When partners split up, there are a host of financial implications for mortgages, savings and tax that need careful consideration to avoid hardship
Splitting up with a long-term partner, particularly a spouse, can be devastating. But while you grapple with the emotional implications of this major life change, it can be easy to neglect your financial plans for the long term, which may have knock-on effects. Here is why it pays to bear your finances in mind when dealing with divorce.
The financial impact of divorce
While it is possible to divorce without incurring large legal fees, most couples will find the process expensive. Solicitors’ fees for a negotiated financial settlement will be in the low thousands of dollars – and if the case gets to court, you could be paying tens of thousands. If there are children involved, or large amounts of joint assets, the costs could be even higher.

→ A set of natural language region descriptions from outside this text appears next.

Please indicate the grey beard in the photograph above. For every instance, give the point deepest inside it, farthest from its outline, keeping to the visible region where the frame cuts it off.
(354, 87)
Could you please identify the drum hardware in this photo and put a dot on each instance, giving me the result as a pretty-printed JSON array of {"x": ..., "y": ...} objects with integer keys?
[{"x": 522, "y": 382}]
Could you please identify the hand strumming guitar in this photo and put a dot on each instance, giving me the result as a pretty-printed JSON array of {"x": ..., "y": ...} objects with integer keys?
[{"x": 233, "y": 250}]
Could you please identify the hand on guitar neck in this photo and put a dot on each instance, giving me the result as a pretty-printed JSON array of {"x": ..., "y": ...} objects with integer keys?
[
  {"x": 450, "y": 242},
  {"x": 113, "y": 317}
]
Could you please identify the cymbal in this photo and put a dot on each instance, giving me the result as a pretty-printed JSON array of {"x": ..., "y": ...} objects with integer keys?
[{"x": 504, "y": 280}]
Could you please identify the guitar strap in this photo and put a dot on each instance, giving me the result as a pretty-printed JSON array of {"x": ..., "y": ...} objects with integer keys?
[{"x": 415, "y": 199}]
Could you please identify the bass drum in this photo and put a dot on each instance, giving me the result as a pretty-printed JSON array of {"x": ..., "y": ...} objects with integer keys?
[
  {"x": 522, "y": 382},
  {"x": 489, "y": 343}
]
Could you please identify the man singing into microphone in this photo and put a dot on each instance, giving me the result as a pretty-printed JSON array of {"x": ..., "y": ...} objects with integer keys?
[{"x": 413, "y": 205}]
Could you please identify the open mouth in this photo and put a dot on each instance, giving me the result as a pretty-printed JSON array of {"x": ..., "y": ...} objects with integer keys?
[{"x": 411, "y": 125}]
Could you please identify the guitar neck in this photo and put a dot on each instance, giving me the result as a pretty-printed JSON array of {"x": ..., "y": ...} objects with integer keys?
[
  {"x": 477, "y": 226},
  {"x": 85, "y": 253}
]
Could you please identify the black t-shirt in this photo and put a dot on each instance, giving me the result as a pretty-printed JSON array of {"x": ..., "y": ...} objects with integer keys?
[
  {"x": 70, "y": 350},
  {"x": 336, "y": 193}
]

Such costs may be unavoidable, but they are likely to leave you in a vulnerable financial position. And your day-to-day living costs may increase as you move from joint outgoings for housing and bills to running two separate households.
A divorce can also call your retirement planning into question, as in some cases your pension may have been set up to share the income between you and an ex-spouse leaving one, or both of you with a retirement shortfall.
Making the most of your cash, rethinking your long-term financial goals and ensuring your money is still invested as tax-efficiently as possible is vital after your bank balance has received this shock. As with any other major life change, it is important to involve a wealth manager in the process to make sure you have taken a holistic approach to your changed finances and life goals.
Financial equality is the goal
While many divorcing couples will require a mediator or lawyer to divide their assets, using a wealth manager as well, will ensure that everyone’s money is protected. It could even avoid a costly court case if an adviser helps you divide things equally.
The ideal scenario in a divorce is for the court to endorse a financial agreement that has already been agreed by the couple, with a process known in the UK as a consent order. Coming to an amicable agreement in advance will help this to happen.
Generally, the principle in divorces, is to achieve financial equality between a couple, taking into account the length of a marriage and the assets accrued during that time. It is important to consider where your divorce will take place as this is not always the case in every country.
How a wealth manager can help
Visiting a wealth manager with full information about all the assets you hold jointly and separately, as well as projected budgets for both of you and costs involving any children or other dependants, will help you to achieve a financial agreement that takes everything into account.
Where a divorcing couple are seeking to collaborate to get the best outcome for everyone, a wealth manager can act as a neutral party, giving guidance but not advice.
They could also advise both parties on the cost of buying or renting a new home, getting suitable life cover and how to share pension benefits and other assets in the most tax-efficient manner possible.
Once a settlement has been agreed, a wealth manager can also help with implementing it. This might include the complex matter of splitting UK pensions and QROPS without either person breaching annual or lifetime pension allowances.
In the UK for example, orders related to this must take place before a divorcing couple apply for a decree nisi – the first step towards a divorce being granted. Six weeks after the court grants a decree nisi, unless either party has an objection, the decree absolute is issued, and the divorce is complete.
Financial advice after divorce
After a divorce, it is important for both parties to review their finances and legal positions to ensure everything reflects their new status. This includes reviewing who will receive your pension or other benefits in the event of your death.
You may also need help with mortgage finance for a new property and updated pension provision, and protection policies for any child maintenance that you will have to pay.
Without financial advice, the complex process of divorce could leave you financially vulnerable for many years and may also leave your family unprotected.